Abbas Sayed and Osman Sayed, the Chairman and President of the Saaberie Chishty Society, died on Friday and Saturday respectively and were buried side-by-side, as condolences continued to pour in from all over the world, including India, where the idea of the humanitarian work was sparked by a visit to Ajmer when Abbas was a teenager.
After their return from Ajmer, a small religious commemoration at their home in Lenasia soon transformed into a variety of charity and welfare projects for all communities in the apartheid era.
The brothers were among the six siblings who continued and expanded the work of the society started by their father, uncles and aunts to include feeding schemes, building mosques and madrassahs, and a free ambulance service when there were no such facilities from government in Lenasia where they lived.
“Like their forefathers, they worked tirelessly throughout their lives to serve the community with dedication.

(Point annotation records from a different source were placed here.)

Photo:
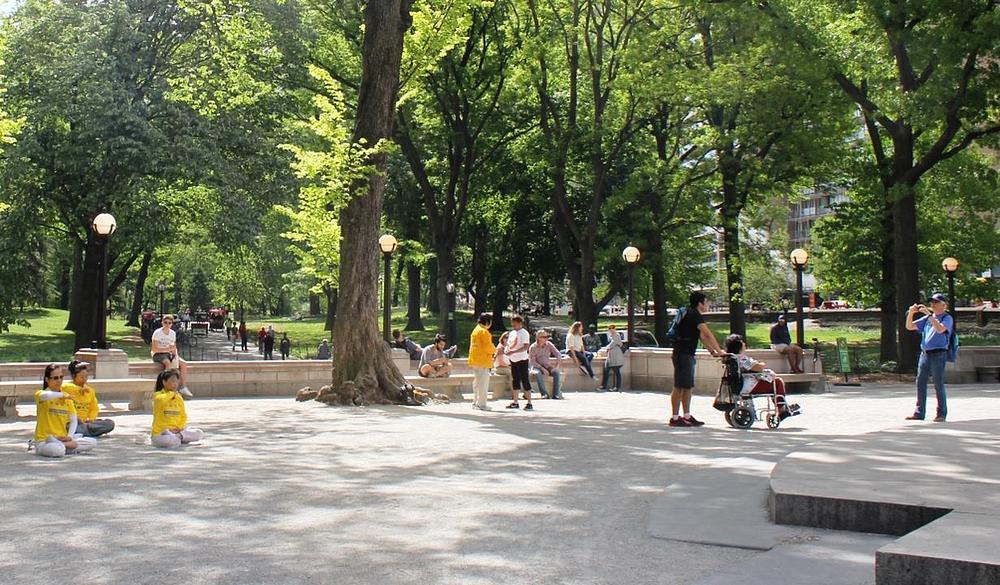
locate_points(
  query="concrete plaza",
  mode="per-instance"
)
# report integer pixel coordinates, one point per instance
(592, 489)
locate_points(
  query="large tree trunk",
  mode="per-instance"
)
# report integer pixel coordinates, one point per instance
(734, 272)
(363, 370)
(140, 287)
(413, 321)
(433, 302)
(331, 308)
(445, 264)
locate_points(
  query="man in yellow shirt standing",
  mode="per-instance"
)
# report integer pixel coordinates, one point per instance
(85, 400)
(55, 423)
(481, 350)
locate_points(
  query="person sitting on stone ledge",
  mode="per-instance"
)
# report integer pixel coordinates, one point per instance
(164, 350)
(435, 361)
(55, 422)
(85, 401)
(169, 415)
(407, 344)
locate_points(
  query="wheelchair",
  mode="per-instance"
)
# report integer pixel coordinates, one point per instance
(744, 409)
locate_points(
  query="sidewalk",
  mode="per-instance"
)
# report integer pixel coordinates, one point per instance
(294, 493)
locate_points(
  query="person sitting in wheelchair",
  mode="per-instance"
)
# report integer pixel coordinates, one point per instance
(758, 379)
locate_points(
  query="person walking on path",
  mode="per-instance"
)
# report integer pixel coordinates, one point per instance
(690, 330)
(517, 352)
(543, 360)
(85, 401)
(781, 342)
(55, 422)
(481, 350)
(576, 350)
(614, 361)
(285, 346)
(164, 350)
(935, 328)
(169, 415)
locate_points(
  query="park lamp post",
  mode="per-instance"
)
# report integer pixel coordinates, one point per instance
(162, 288)
(799, 259)
(387, 243)
(950, 266)
(631, 257)
(103, 225)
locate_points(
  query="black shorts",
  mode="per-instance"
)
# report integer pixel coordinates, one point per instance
(684, 370)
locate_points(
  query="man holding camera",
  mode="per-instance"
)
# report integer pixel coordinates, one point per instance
(935, 327)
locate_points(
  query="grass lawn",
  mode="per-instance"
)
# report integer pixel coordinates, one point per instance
(46, 340)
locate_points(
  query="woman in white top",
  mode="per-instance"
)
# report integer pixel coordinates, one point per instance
(574, 349)
(164, 350)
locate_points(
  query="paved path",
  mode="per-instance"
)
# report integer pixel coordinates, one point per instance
(287, 493)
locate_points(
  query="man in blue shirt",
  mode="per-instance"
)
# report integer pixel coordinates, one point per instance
(935, 327)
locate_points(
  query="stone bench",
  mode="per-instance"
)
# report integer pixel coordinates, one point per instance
(137, 390)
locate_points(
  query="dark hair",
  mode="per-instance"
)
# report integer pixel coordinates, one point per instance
(48, 370)
(164, 376)
(76, 366)
(734, 343)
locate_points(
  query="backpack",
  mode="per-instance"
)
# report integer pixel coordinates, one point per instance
(672, 336)
(953, 346)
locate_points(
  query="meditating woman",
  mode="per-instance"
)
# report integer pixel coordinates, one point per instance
(55, 424)
(85, 400)
(169, 416)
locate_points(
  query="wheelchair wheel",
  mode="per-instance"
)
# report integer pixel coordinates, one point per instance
(742, 417)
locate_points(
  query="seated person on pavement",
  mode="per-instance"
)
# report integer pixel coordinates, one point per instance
(55, 423)
(435, 361)
(85, 400)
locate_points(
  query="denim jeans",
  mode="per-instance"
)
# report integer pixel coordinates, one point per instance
(931, 365)
(556, 383)
(586, 358)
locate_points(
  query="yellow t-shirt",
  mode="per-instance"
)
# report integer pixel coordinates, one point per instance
(85, 400)
(481, 348)
(168, 411)
(53, 416)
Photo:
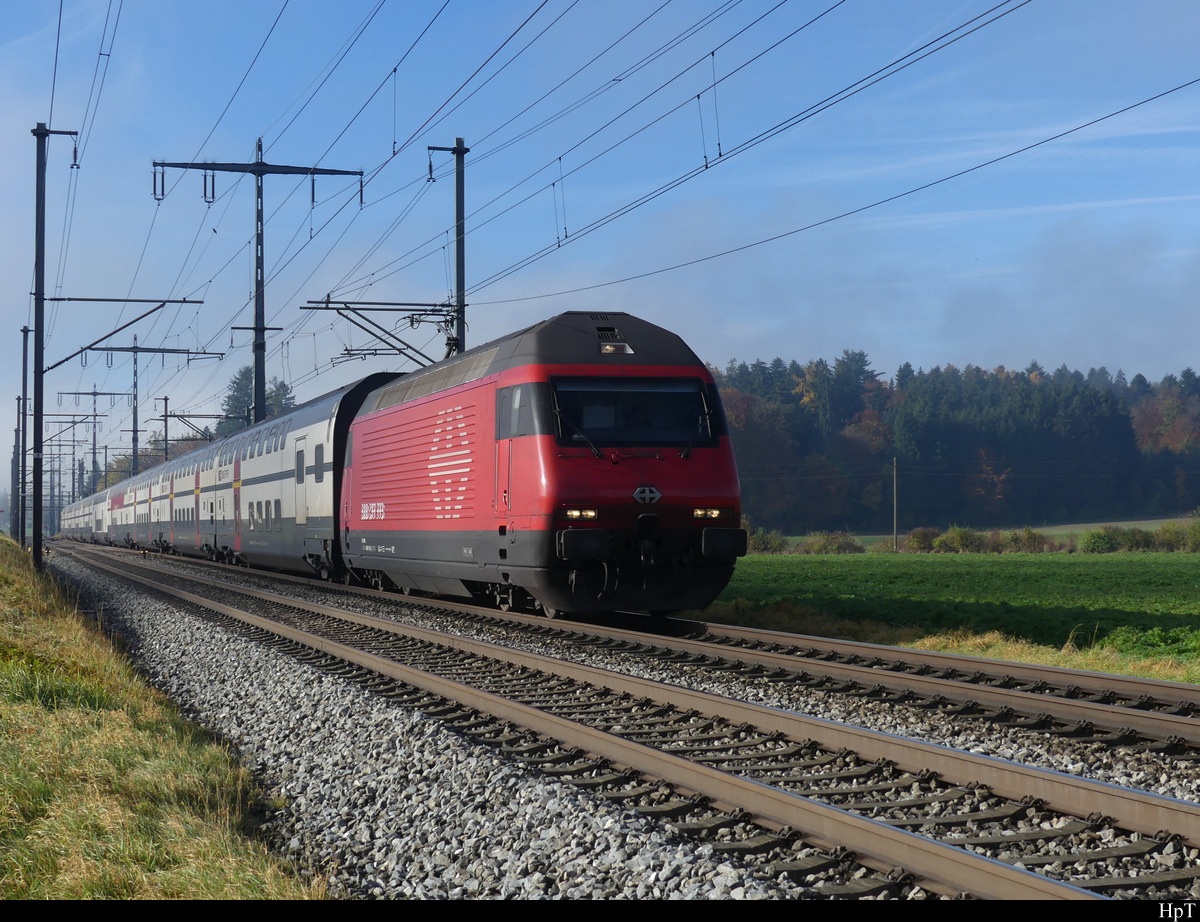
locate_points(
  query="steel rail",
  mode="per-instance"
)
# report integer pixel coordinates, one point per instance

Tears flow as we remember their smiles and our insightful conversations with them,” said a message from religious leaders from Lucknow.
“They were men of dignity, honesty, truthfulness and simplicity,” said another message from Panipat in Haryana, where in 2009 the organisation helped restore an ancient mosque 30 years after it had been closed down by raising funds in South Africa.
The novel coronavirus that first surfaced in China’s Wuhan city in December last year has claimed 7,257 lives and infected 459,761 people in South Africa.